The party is to begin talks with the car industry and trade unions to explore the policies needed to achieve the goal. It says it wants to help an “under siege” industry switch to electric car production.
It comes as measures to phase out the internal combustion engine gathering pace across Europe. Earlier this month, Denmark called for a plan to phase out diesel and petrol cars and allow a ban on their sale by 2030. It was backed by 10 other EU countries.
Labour has already pledged to provide £3bn to invest in electric car models and technology. It will exempt new investment in plant and machinery from business rates. Another £2bn will go towards the construction of three battery plants.

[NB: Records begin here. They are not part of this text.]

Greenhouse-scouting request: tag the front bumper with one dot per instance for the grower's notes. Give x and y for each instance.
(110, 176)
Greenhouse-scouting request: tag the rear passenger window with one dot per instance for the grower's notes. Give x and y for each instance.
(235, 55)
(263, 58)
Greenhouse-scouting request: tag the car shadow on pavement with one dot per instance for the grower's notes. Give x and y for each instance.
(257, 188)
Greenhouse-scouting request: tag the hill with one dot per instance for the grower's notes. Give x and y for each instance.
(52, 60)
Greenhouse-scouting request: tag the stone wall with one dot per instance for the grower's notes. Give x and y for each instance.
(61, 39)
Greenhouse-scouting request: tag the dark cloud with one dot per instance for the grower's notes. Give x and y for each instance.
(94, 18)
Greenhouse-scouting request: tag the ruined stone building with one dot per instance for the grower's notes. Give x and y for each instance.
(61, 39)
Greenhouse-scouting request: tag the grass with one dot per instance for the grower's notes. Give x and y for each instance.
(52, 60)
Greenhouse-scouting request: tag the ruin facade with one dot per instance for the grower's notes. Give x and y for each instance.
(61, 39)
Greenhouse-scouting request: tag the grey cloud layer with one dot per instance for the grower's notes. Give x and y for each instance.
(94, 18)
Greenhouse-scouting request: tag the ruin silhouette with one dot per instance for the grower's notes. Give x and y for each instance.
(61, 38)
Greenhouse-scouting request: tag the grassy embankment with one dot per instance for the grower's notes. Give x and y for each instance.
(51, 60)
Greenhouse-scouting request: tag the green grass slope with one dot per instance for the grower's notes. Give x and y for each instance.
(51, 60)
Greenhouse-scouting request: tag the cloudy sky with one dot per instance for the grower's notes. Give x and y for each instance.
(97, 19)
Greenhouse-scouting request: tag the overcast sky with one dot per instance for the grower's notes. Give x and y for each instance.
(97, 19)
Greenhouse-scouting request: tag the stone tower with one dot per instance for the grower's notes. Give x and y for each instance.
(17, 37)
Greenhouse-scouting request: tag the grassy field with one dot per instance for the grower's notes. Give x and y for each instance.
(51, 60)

The internal combustion engine policy comes after Labour’s annual conference last month voted for the UK to have a net-zero carbon target by 2030 – a target that senior party figures deem impossible to achieve. The measure is unlikely to make it into Labour’s next manifesto, but it is setting out an ambitious plan to combat the climate emergency.
Rebecca Long-Bailey, the shadow business secretary, said: “The automotive sector is one of the UK’s industrial success stories. However, the sector is under siege from Brexit uncertainty and the Tory party’s lack of ambition on electrification.
“At the same time, we need to accelerate the shift away from fossil-powered cars if we’re to tackle the climate emergency. If we want our automotive sector to flourish, we need a government who is not afraid to intervene.
“It’s vital that we work alongside unions to create a plan for a just transition for workers employed in the automotive sector.”